"A cavallo tra la fine degli anni ’60 e l’inizio degli anni ’70 anche il femminismo subisce una metamorfosi radicale. In un articolo uscito sul “New York Times Magazine” nel 1968 viene usata per la prima volta la distinzione tra first-wave feminism, con cui si nomina il
femminismo tradizionale, che nei precedenti centocinquant’anni aveva mietuto evidenti successi, e un nuovo femminismo, chiamato femminismo della “seconda onda” (second-wave feminism)."
"Il second-wave feminism diverge in maniera nettissima dal femminismo classico e dalle sue istanze. Mentre quest’ultimo era stato mosso dall’idea dell’eguaglianza di diritti tra uomini e donne, la “seconda onda” mira a un “rovesciamento del potere”, che corregga le ingiustizie
del passato. Mentre il primo femminismo era mosso da un ideale egalitario, il secondo è mosso da un ideale rivendicativo. Mentre il primo aveva tentato di costruire una nuova unità, un nuovo equilibrio nei rapporti tra i sessi, il secondo mirava al riconoscimento di
un’irriducibile differenza. Mentre il primo aveva fatto ampio spazio a figure maschili, alleate nella richiesta di parità, il secondo si concepisce come un atto di sfida belligerante nei confronti del sesso maschile in quanto tale.

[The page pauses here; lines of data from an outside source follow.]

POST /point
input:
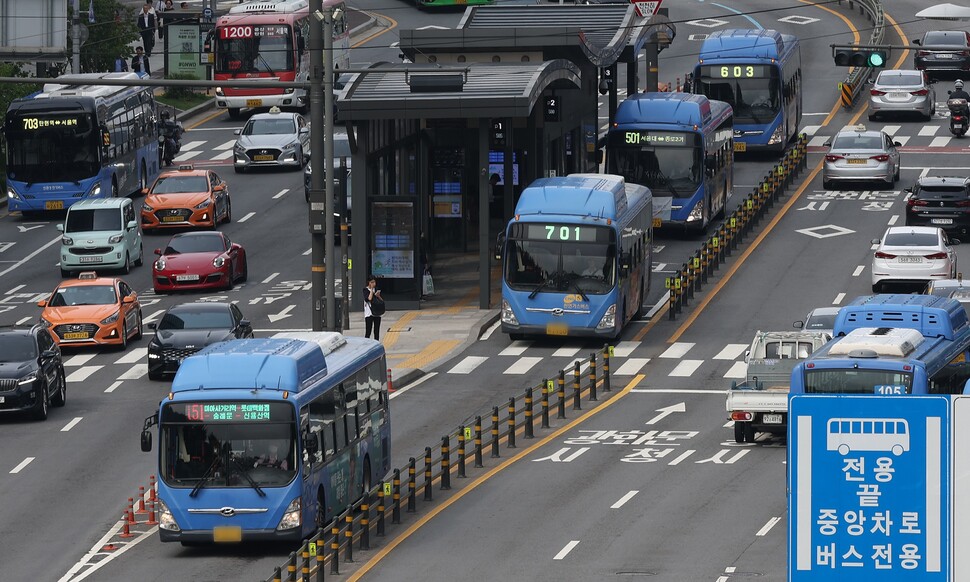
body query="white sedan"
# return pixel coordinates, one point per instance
(912, 254)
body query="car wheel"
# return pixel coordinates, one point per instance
(60, 395)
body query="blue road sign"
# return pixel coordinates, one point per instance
(869, 488)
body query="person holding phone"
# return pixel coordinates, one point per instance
(373, 308)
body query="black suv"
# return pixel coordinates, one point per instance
(953, 53)
(942, 201)
(31, 371)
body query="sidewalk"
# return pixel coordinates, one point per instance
(448, 322)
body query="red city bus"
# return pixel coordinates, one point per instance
(268, 41)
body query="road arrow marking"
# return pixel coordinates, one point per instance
(667, 411)
(285, 312)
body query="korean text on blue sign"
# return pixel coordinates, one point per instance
(868, 488)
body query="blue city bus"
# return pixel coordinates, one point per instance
(891, 344)
(680, 146)
(270, 438)
(759, 74)
(66, 143)
(576, 257)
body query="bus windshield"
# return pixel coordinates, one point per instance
(857, 381)
(254, 48)
(46, 148)
(754, 100)
(668, 170)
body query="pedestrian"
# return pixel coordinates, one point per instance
(147, 24)
(373, 308)
(139, 62)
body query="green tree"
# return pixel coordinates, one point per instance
(109, 37)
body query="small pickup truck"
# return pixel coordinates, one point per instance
(760, 403)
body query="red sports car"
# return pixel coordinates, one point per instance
(199, 260)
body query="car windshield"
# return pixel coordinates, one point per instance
(911, 239)
(857, 141)
(176, 184)
(83, 295)
(15, 347)
(93, 219)
(191, 318)
(270, 127)
(199, 243)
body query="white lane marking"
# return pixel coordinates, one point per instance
(468, 365)
(78, 359)
(71, 424)
(624, 349)
(135, 372)
(21, 466)
(631, 367)
(619, 503)
(565, 551)
(738, 370)
(522, 365)
(30, 256)
(677, 350)
(420, 380)
(685, 368)
(488, 332)
(82, 373)
(133, 356)
(515, 348)
(767, 527)
(731, 352)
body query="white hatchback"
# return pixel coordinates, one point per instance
(912, 254)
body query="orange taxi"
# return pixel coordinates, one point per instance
(186, 197)
(92, 310)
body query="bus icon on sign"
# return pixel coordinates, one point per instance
(847, 435)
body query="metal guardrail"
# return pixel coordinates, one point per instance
(857, 77)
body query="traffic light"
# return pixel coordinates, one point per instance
(848, 56)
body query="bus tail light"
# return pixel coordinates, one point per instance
(291, 517)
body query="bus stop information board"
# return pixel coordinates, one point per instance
(869, 488)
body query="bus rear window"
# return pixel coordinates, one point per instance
(856, 381)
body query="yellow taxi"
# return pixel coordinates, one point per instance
(92, 310)
(186, 197)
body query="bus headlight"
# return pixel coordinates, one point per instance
(508, 316)
(291, 518)
(165, 518)
(609, 318)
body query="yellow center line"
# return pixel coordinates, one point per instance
(491, 473)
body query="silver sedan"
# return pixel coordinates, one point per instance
(857, 154)
(912, 254)
(902, 91)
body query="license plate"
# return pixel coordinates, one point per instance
(227, 534)
(557, 329)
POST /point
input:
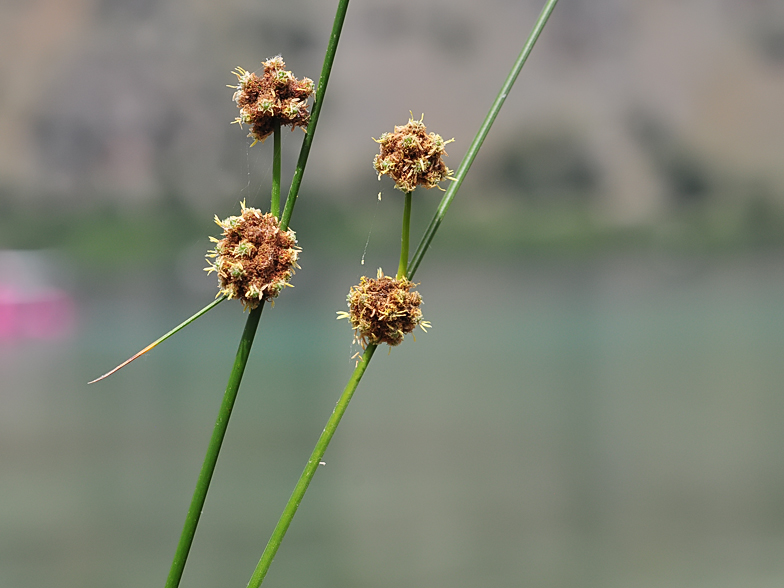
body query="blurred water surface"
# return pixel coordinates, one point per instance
(614, 421)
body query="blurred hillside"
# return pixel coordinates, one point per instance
(644, 122)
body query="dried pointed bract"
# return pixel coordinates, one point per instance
(276, 95)
(383, 310)
(255, 259)
(411, 156)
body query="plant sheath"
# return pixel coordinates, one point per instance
(163, 338)
(473, 149)
(213, 449)
(321, 446)
(310, 469)
(405, 238)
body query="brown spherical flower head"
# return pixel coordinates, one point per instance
(383, 310)
(255, 259)
(411, 156)
(275, 96)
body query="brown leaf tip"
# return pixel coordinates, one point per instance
(255, 259)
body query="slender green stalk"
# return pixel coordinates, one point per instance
(473, 149)
(213, 449)
(275, 201)
(310, 469)
(321, 446)
(179, 327)
(326, 70)
(202, 485)
(405, 238)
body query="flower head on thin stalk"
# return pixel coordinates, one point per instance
(255, 259)
(383, 310)
(275, 96)
(411, 156)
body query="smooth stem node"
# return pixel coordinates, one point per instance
(275, 201)
(405, 238)
(310, 469)
(213, 449)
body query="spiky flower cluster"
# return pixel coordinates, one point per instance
(276, 95)
(383, 310)
(255, 259)
(411, 156)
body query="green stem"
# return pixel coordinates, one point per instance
(163, 338)
(310, 470)
(473, 149)
(405, 238)
(321, 446)
(275, 202)
(213, 449)
(326, 69)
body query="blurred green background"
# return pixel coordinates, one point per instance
(599, 400)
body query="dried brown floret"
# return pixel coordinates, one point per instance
(255, 259)
(275, 96)
(383, 310)
(411, 156)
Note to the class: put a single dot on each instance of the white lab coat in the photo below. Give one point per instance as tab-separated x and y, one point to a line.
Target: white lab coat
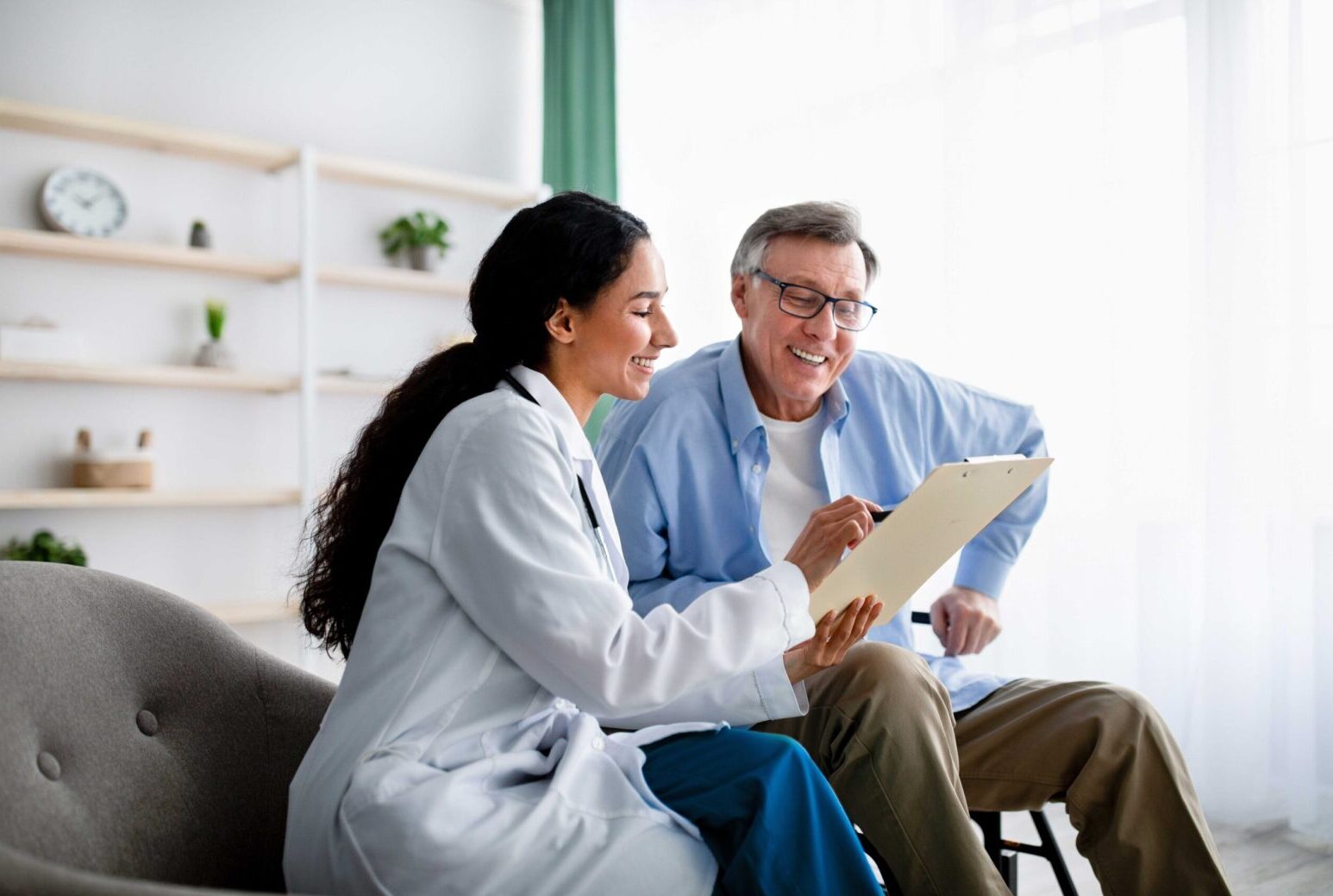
447	763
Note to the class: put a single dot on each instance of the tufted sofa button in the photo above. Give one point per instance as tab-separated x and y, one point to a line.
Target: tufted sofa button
48	766
147	723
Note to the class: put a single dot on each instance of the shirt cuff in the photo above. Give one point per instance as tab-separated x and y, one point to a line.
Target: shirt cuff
780	698
983	571
790	583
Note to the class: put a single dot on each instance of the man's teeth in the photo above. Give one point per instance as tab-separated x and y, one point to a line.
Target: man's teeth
808	356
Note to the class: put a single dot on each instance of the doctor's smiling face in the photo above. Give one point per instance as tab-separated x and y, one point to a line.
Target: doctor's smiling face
612	346
791	361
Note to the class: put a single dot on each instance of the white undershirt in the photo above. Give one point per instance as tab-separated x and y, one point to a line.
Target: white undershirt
795	485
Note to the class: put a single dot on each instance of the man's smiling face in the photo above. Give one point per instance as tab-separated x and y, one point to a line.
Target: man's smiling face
792	361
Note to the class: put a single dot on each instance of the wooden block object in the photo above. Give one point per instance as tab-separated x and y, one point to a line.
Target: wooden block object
129	470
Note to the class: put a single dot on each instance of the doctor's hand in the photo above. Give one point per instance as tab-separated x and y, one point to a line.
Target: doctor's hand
966	620
834	636
829	531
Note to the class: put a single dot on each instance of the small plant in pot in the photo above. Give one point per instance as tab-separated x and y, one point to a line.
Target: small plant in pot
215	352
422	234
44	547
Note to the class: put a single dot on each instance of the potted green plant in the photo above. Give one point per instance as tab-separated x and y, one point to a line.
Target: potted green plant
422	234
44	547
214	352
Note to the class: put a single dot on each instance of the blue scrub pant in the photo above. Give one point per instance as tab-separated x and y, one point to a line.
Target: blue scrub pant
766	811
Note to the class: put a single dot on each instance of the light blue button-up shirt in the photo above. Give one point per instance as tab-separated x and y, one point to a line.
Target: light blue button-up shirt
685	473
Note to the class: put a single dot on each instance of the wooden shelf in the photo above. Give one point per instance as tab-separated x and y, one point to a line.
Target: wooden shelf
388	173
241	612
46	499
84	248
185	378
395	279
188	378
146	135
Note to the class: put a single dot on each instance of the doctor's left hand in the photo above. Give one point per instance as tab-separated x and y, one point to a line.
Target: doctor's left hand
834	636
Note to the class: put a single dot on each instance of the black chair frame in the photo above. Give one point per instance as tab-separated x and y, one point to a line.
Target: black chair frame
1003	852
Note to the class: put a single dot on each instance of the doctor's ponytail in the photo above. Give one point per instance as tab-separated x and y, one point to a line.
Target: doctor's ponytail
569	247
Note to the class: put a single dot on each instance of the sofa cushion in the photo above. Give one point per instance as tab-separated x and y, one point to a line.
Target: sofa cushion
141	736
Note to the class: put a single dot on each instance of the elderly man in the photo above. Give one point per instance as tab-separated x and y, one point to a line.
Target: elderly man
713	476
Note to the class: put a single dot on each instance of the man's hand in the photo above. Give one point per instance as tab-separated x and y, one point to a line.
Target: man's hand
834	636
830	531
966	620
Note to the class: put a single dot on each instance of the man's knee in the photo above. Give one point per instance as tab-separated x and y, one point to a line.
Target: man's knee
886	680
1127	717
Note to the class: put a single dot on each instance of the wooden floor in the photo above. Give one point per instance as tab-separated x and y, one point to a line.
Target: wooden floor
1259	862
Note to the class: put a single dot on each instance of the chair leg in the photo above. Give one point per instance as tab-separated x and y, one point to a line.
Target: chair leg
891	884
1007	863
1051	849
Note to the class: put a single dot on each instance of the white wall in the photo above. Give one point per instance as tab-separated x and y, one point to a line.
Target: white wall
452	85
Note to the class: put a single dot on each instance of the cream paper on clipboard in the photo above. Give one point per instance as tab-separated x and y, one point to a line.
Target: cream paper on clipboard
944	512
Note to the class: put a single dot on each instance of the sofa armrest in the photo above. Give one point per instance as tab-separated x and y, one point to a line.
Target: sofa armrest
24	875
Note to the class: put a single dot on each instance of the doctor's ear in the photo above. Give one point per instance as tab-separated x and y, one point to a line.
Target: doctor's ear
740	293
561	324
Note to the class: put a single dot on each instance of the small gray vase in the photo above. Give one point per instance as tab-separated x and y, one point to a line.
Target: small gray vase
215	354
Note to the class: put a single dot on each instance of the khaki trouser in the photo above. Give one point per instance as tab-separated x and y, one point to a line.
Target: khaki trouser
881	728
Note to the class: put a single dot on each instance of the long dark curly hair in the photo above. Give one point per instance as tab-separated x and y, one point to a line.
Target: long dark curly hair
568	247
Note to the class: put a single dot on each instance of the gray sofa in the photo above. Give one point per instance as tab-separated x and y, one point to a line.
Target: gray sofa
144	747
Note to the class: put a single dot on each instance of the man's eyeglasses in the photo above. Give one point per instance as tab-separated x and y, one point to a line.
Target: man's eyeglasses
803	302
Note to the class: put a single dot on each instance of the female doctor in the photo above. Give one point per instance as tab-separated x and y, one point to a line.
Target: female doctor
468	549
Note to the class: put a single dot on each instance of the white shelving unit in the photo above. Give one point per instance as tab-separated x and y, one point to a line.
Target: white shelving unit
261	156
80	499
185	378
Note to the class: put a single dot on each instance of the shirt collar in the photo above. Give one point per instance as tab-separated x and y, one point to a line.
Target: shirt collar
554	403
742	415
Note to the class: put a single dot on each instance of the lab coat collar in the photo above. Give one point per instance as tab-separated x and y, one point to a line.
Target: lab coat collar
580	452
554	403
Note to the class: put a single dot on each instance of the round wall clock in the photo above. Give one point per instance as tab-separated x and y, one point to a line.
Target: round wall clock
78	200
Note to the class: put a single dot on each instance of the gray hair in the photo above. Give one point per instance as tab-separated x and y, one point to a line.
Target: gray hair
837	222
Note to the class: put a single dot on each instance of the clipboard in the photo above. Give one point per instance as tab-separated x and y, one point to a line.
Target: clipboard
932	524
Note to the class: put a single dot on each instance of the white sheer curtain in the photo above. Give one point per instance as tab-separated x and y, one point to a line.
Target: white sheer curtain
1121	212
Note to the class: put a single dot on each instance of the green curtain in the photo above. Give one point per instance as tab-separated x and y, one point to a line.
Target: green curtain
579	131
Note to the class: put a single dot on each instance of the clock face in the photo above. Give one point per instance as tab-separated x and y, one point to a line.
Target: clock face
82	202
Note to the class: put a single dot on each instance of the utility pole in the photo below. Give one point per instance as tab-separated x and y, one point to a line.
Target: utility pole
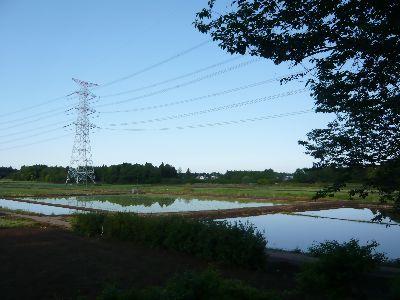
80	168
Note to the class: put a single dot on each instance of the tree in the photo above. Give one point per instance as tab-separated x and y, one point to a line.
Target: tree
350	53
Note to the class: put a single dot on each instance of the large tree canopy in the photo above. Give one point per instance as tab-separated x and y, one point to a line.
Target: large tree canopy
350	50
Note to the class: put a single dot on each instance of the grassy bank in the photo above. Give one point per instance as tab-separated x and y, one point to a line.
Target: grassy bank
10	222
233	244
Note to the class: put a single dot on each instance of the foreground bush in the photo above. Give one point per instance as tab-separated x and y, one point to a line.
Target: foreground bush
236	244
340	271
188	286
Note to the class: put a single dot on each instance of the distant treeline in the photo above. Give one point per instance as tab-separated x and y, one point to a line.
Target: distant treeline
127	173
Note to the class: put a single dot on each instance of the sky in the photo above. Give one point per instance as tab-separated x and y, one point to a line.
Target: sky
165	90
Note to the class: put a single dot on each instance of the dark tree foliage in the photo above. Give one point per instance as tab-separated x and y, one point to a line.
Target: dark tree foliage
352	52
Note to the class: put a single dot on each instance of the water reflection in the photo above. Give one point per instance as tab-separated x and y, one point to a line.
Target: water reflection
295	231
37	208
142	204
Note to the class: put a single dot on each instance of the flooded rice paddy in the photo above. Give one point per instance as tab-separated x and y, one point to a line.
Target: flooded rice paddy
140	204
299	231
296	231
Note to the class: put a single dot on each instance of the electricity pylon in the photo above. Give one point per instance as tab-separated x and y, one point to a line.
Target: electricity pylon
81	169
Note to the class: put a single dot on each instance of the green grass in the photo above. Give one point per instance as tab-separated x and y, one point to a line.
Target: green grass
233	244
285	191
206	285
8	222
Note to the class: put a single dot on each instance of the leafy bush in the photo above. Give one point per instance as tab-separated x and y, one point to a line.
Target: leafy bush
236	244
207	285
340	270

Va notato come le istanze rivolte al riconoscimento delle differenze, e alla rivendicazione di ragioni brandite come orgogliosamente “di parte”, si armonizzassero perfettamente con la nuova atmosfera neoliberale, tutta rivolta a cancellare ogni traccia di egalitarismo e
ogni senso di unità sociale."

Zhok, Critica della ragione liberale.